I personally find influencer culture mostly toxic and I think the reaction to Molly Mae’s interview is partly due to people’s general opinions towards these influencers. Firstly, Molly Mae is definitely a beneficiary of “Pretty Privilege”. She has been successful in exploiting an (ironically) ugly culture within social media where beauty succeeds over all, particularly with platforms such as Instagram which exist solely for image sharing. She was already reasonably “successful” on Instagram with a few thousand followers before going onto Love Island - a move which she has openly admitted was not to “find love” but to boost her profile and get her name out there. At the time she was on Love Island, I actually worked with an acquaintance of Molly’s who said from the outset that the way she was behaving on TV was totally different to her actual character, Tommy Fury wasn’t her type etc etc.

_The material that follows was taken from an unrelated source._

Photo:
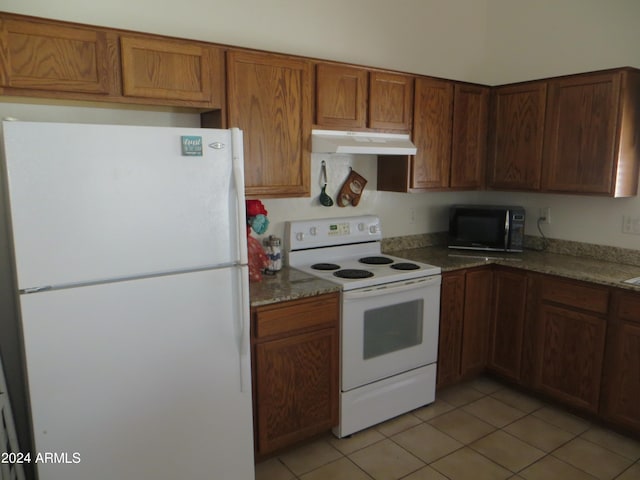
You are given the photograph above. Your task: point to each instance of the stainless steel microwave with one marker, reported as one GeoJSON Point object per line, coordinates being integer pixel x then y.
{"type": "Point", "coordinates": [486, 227]}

Since leaving Love Island she has been allowed to expand her profile by having brand deals thrown at her by fast fashion companies. Her following has increased and her lifestyle has almost become a benchmark for most, I know plenty who regularly post comparisons between Molly and themselves on social media, often begrudging how they don’t have the same looks/style/lifestyle or that their own partner doesn’t put in as much effort as Tommy does.
That’s where it gets really toxic. People start to compare themselves and their lives to a highlight reel of another person, who on the face of things wants for absolutely nothing. She will have days where she wakes up with a cracking headache, days where she feels down, she’ll experience sad days - but on Instagram, she’ll post a smiling selfie where her style conforms to social ideals. When it’s her Birthday, Tommy will often be sent packages of Balloons/decorations etc by sponsors and she will film them preaching about how fantastic her partner is - ordinary people will look at this with jealousy and even subconsciously compare that to their own partners efforts.
You then have people who work their actual arses off to provide for their families, who now see their own success as relative to that of an influencers highlight reel. People who work 40-50 hour weeks in low paid jobs just to put food on plates and a roof over heads for their family are heroes and achieving fantastically - but subconsciously they’re comparing themselves to someone who will wake up, get an Uber eats delivery, lounge around watching Netflix and take a few photos and get paid four times what a normal person would earn in a week for it.
It’s partly down to envy I’m sure, as who wouldn’t want a life of luxury for minimum effort? But it’s a hard game to break in to and thats where most of the frustration is born from, Molly and the other influencers of her style reap the rewards of pretty privilege whilst others can’t catch a break. Comments like this therefore cut deeper as subjectively the “grind” Molly claims to have put in is not as physically or mentally demanding as the graft put in by most just to put food on a table.